New Study Shows Double-Digit Gender Gap In Home Values
A new study from RealtyTrac has revealed a double-digit disparity in the home values of single men versus those of single women, not unlike the wage gap seen in the American workplace.
RealtyTrac’s report shows that single men own homes worth a full ten percent more, on average, than the homes of their single female counterparts. While this can be explained in part by the fact that America’s working women earn only 79 cents on the dollar for doing the same jobs men do – meaning women have less cash to purchase homes in the first place – there is more to the story.

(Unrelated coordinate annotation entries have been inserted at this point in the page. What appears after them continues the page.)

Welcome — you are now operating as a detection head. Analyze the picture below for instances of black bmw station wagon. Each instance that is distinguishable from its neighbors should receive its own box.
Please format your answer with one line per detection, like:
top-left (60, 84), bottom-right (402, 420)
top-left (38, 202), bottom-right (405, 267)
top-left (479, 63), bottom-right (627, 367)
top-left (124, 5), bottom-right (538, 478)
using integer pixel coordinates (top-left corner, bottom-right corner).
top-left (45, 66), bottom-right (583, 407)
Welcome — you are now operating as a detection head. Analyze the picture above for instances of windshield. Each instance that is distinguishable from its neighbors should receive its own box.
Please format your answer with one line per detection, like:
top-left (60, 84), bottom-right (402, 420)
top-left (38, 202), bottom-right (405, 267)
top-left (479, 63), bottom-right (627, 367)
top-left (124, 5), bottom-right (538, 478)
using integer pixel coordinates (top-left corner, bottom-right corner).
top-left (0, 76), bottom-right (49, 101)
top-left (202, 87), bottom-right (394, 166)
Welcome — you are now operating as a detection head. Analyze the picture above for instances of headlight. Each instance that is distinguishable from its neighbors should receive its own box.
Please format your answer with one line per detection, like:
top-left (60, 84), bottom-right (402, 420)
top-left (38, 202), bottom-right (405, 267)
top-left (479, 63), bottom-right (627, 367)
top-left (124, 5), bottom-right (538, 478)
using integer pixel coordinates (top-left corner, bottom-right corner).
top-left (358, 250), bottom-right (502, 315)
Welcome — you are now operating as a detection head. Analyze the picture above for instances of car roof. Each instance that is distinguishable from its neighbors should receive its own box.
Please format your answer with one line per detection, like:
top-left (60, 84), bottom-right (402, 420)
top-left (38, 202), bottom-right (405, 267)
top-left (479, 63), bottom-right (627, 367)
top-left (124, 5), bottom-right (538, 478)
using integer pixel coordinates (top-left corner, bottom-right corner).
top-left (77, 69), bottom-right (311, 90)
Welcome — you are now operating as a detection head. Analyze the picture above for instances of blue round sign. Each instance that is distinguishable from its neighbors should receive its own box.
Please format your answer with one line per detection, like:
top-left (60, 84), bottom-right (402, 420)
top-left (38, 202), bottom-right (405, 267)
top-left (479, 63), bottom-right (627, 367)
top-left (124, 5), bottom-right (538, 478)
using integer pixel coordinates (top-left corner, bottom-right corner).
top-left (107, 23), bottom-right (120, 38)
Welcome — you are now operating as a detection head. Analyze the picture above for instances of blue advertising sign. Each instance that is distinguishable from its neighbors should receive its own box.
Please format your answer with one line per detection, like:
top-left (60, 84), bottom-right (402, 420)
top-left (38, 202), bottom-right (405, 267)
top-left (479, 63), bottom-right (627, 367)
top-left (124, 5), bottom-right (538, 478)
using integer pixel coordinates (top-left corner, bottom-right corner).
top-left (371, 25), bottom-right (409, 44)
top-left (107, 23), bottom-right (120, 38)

According to RealtyTrac, male-owned homes are also appreciating in value at a faster pace than female-owned homes. In fact, male homeowners can expect their property values to increase by an average of $64,000 from the time they purchase to the time they sell the home. Female homeowners, on the other hand, can expect a lesser $53,800 in appreciated value over time. The report showed the widest gap in West Virginia, where single men had a shocking 72 percent higher average home value than single women.
Experts point out that this disparity in home value can have a lasting impact, even widening over time. Not only does it mean women have less ability to use their home’s equity to upgrade to a larger home or a nicer neighborhood, it also means they have less equity to help fund a comfortable retirement, pay for a child’s college education, or build wealth over the long-term.
Although the study’s averages showed women at a disadvantage overall, RealtyTrac found eight states where women had higher home value gains than men, including New York and New Jersey, with 30 percent and 29 percent gains respectively.
The study included 2.1 million unmarried homeowners across the United States.